At a time when options are relatively unlimited for building or buying cores, what’s next for RISC-V’s reach into the datacenter? We talked to SiFive’s James Prior, who told us it’s highly unlikely that we’ll see an end-to-end RISC-V datacenter in the next five years but there is certainly big opportunity for custom accelerators where it can outpace Arm, particularly in terms of software, tooling, and support.
“We are taking a software-first approach to providing IP cores. We’re going to develop software and tools alongside the cores in a way that makes sense for programmers instead of saying, here’s the core, go figure it out.” He adds that another difference is that SiFive can do this without competing with its customers since they aren’t in the silicon business. “We have some boards to let partners and companies evaluate before they build a big design. The Nvidia acquisition of Arm has taken the RISC-V trajectory and accelerated decisions—people are moving from asking if they should have a RISC-V strategy to thinking about what their plan is right now. Then we can come in as the leader of commercial RISC-V IP with experience in co-developing specific architectures for specific needs.”
While most of SiFive’s commercial RISC-V business is embedded, over the last six years they’ve managed to secure over 200 design wins across 80 companies, including seven of the top ten tech companies with over a billion cores shipped. “But as we’re growing and attacking the application core space, we’re moving into AI with new product lines that focus on more general purpose processing and specific functions.”
In fact, SiFive is looking at AI as something of a trojan horse to enter the datacenter in large numbers.
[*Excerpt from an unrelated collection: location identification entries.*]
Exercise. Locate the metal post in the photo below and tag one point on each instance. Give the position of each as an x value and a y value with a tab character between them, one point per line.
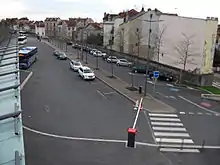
155	81
97	62
148	55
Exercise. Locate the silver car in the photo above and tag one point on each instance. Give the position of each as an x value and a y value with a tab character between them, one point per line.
123	62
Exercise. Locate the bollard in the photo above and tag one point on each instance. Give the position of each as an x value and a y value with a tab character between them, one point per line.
131	137
140	90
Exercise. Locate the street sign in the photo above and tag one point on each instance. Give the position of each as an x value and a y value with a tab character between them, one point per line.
156	74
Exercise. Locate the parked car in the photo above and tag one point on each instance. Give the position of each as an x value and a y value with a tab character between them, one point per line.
123	62
62	56
139	69
97	54
75	65
86	73
163	77
56	53
93	51
112	59
69	43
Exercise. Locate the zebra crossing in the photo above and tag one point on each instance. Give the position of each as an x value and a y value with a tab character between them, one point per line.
216	84
170	133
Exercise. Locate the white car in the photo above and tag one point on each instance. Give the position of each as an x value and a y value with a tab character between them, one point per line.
86	73
97	54
123	62
75	65
112	59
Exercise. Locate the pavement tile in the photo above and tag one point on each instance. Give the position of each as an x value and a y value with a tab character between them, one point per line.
149	103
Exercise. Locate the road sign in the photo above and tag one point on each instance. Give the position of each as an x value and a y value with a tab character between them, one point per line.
156	74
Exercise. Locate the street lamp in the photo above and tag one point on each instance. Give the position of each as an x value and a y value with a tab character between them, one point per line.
148	51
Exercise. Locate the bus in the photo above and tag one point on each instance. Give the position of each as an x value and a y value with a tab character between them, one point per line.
22	33
27	56
22	40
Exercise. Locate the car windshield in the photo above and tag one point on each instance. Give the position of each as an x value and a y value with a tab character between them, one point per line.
62	54
77	63
87	71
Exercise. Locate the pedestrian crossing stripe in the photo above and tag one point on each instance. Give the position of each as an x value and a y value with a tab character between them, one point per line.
170	133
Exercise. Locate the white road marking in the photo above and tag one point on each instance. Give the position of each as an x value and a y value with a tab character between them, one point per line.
169	129
162	115
179	150
172	140
101	94
164	119
170	85
166	124
197	105
171	134
108	93
150	82
173	97
26	80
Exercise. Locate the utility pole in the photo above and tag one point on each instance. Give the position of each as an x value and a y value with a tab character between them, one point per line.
148	51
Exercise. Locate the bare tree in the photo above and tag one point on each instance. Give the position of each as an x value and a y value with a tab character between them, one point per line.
185	50
159	42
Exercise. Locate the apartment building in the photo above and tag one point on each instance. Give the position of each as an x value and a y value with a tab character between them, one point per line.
51	26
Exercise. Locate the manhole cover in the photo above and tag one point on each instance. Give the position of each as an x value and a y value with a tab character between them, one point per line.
113	77
131	88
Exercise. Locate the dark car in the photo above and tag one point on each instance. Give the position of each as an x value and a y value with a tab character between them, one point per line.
69	43
62	56
139	69
163	76
56	53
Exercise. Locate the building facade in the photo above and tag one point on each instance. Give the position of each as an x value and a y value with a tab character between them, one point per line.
51	26
40	28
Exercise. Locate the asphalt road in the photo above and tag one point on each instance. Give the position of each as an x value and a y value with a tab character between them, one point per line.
164	91
184	100
56	101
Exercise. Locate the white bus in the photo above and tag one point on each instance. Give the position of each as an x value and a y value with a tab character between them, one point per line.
22	40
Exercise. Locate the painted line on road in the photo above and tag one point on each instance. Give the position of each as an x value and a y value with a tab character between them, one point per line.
99	92
26	80
152	132
108	93
164	119
85	139
197	105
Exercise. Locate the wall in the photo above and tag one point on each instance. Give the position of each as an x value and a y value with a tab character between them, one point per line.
173	38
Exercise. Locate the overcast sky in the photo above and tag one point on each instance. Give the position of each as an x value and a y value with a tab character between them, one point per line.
40	9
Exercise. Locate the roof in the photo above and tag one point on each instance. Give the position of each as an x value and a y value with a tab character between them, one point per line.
95	25
70	23
52	19
129	13
39	24
11	132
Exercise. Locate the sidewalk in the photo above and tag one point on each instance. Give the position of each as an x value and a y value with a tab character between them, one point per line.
149	103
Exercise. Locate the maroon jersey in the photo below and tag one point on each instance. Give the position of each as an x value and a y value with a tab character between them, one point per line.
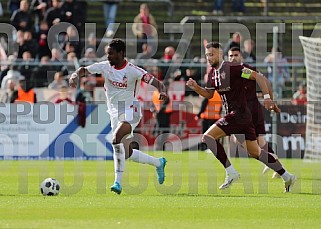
227	81
253	104
250	86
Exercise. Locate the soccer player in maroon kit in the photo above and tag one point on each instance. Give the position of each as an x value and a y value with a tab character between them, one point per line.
227	79
235	56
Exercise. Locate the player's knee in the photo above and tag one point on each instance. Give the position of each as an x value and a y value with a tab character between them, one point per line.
255	153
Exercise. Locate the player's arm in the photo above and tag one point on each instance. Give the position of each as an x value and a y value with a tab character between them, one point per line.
205	92
80	72
268	84
260	79
150	79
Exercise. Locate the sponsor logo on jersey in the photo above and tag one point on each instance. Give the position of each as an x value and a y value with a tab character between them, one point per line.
147	77
223	75
118	84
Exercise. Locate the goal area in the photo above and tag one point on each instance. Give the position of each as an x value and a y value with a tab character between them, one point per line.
312	59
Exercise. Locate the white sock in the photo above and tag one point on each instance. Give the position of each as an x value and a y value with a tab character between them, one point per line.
286	176
140	157
230	170
119	161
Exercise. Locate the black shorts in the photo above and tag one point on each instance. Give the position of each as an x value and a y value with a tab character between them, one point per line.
238	122
257	117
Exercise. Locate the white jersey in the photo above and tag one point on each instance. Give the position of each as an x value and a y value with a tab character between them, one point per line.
121	85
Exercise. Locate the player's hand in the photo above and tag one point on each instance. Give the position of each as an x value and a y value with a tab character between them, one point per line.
163	96
276	109
73	80
191	84
271	106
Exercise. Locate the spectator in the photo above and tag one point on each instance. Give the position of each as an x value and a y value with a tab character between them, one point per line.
283	73
162	112
110	11
3	57
71	10
43	48
86	92
42	72
28	45
10	66
7	94
71	59
144	27
247	52
53	15
26	69
238	6
91	42
58	82
21	19
63	96
39	8
146	53
13	75
300	96
89	58
218	7
235	41
24	92
209	112
13	5
168	72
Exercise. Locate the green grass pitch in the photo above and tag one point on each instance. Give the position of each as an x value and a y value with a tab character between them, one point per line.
189	198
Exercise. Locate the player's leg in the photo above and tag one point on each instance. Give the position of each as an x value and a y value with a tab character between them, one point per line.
271	161
264	145
141	157
211	137
121	131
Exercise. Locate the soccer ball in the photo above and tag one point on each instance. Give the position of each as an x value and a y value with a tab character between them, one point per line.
50	187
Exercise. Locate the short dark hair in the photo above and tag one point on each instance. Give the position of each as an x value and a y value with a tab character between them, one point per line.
235	48
215	45
118	44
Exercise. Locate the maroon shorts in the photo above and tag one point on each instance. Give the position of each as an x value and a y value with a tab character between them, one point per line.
237	122
257	116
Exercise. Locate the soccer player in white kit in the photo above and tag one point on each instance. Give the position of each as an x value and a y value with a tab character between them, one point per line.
122	81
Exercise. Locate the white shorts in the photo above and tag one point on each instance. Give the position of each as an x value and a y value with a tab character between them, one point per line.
131	115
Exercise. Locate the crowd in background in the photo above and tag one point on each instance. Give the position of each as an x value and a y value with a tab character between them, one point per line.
33	19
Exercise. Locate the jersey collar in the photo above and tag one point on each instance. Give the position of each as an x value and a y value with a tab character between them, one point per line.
123	66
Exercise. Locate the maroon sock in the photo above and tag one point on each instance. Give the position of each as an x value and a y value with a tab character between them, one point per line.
269	160
218	150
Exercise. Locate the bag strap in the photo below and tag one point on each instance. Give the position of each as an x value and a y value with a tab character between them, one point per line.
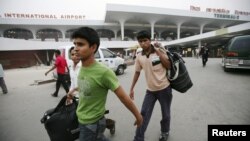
176	73
62	103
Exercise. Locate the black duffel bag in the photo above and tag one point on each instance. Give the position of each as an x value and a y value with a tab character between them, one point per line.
61	122
178	75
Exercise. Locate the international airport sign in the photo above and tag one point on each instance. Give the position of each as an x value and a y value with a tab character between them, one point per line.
42	16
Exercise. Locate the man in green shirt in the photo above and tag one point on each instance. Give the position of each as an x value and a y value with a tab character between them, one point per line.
94	81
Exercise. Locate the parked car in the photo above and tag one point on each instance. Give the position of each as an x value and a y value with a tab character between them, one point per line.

They’ve developed some custom IP that customers can use to build their own accelerators, an approach that fits with SiFive’s view of the datacenter shifting to more purpose-built rather than general purpose.
For those developing next-gen AI processors Prior says having the software and tooling in an application-specific processor with the vector capabilities that can handle modern data types is key. Aligning this with a custom AI accelerator for pre/post-processing and AI math is more flexible too, given the quickly-changing AI model space. “There’s a massive amount of churn in AI models, way faster than silicon creation processes, which means while you need a dedicated piece of silicon for acceleration to be efficient, you also need general purpose programmability within a set type of model.”
While AI is a nice entry point to datacenter design wins, Prior says there are other opportunities SiFive is eyeing, from the edge to top of rack networking, all of which could benefit from a mature ecosystem with a common set of programming tools.
“If you look at how x86 scaled from simple microarchitectures to complex out of order processes, to multicore, it took a long time. Arm too was marketed as the cores you never heard of but were surrounded by in the kitchen. Now it’s ubiquitous because they’re in our phones,” Prior says when asked about what RISC-V doesn’t seem to have quite the same legs as Arm.
“That killer app is coming and it’s going to be in AI and accelerators or even purpose-built systems. If you look at how the datacenter is changing, people are saying they don’t need a bland bunch of cores, they need all the compute balanced in the socket and that’s where RISC-V can deliver value—even if the main OS on the processor isn’t running the RISC core, it is what’s doing the accelerated work of value.”